Fortunately, our board members did not let the perfect be the enemy of the very good. Refusing to continue to dance only with the devil they know, the board has bravely taken a giant step forward for our teens. Starting next year, our high school kids will finally be getting more of the sleep that they need, and as a result will be healthier and better educated.
Though it is tempting to criticize the board for not getting it exactly right, I am more inclined to praise them for choosing to show leadership on an important public health issue. Change is hard for all of us and the board will undoubtedly be hearing complaints from many of us next year as we struggle to adjust to our new schedules. That said, it is refreshing to see elected officials set aside self-interest and make a decision based on the best available evidence, doing what is right, even though it is hard.
Can’t wait for train
I’m an assistant professor in the Department of Biological and Biomedical Sciences at N.C. Central University. I am also a cyclist and a commuter from Carrboro, and am writing to implore the development of a Triangle Transit train station on Alston Avenue.

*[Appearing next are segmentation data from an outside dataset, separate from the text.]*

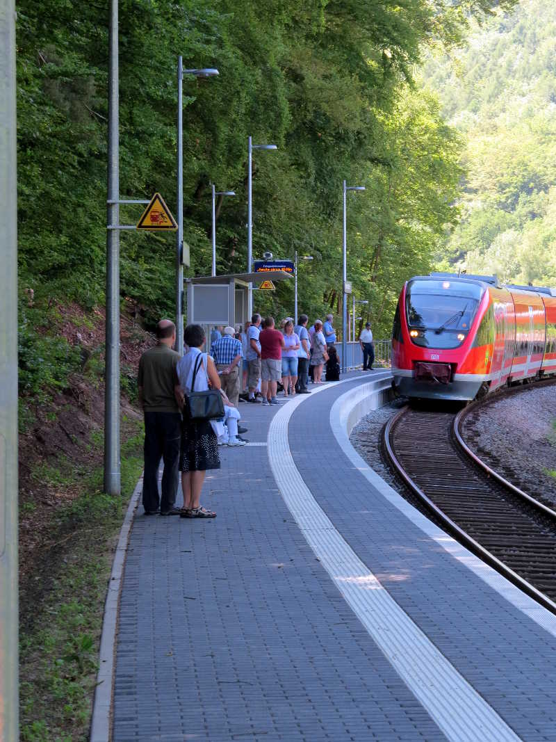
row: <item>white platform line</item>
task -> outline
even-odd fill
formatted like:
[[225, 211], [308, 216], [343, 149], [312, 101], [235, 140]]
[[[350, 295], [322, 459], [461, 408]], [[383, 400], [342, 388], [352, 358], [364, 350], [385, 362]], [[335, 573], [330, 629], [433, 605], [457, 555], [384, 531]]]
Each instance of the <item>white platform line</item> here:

We are on the cusp of progress in alternative transportation here in the Triangle. A history exists of people yearning for a vehicle alternative to connect the vibrant junctions of the Triangle, yet this discussion has been historically tabled due to disagreement and lack of funds. We are now standing on the precipice of a commuter train alternative that will connect the cities of Chapel Hill and Durham, facilitating safer commuting with more ease. Unfortunately, these plans are being met with various levels of difficulty.
As a resident of Carrboro, I am almost giddy about the prospect of a train system that I can use to enter Durham with my bicycle in tow. The station plans include bike rack systems at every station and will greatly diminish my car driving to campus. As one looks out at I-40 or U.S. 15-501 traffic during rush hour, it is very evident that majority of cars carry a single commuter from city to city. If a train system can diminish this in anyway, transportation will be greatly improved between cities within the Triangle and could serve as a template for other future connections. We need to make this happen.
I heartedly hope that city officials will continue to support the train proposal, and specifically the Alston Avenue station.
Thank you, Mary
I just wanted to thank Mary Carey for her insightful, funny, and compelling article on getting older (DN, nando.com/25f). I could definitely relate, and really loved her writing, as well as her nuggets of wisdom.
Far too often, getting older is seen as a negative thing, when in fact there are many things to celebrate. Mary’s article does a wonderful job of showing the full picture!
Like fish and tomato
I always appreciate George O’Neal’s columns and completely agree with him in his My View article “GMOs: You are what you breed” (DN, nando.com/260) that we should be very cautious about consuming foods that have herbicide residue, and that there certain ancillary ecological effects from GMO crops.
But Mr. O’Neal left out his opinion on the direct effects of GMO foods on human health. He used the example of inserting a fish gene into the DNA of a tomato plant for the definition of a GMO product. But to our bodies, this is no different than eating a fish sandwich with a slice of tomato. The altered DNA in GMO foods is broken down into nucleic acids in our digestive system, and are not at all harmful, but used by our body’s genetic machinery to assemble new DNA molecules.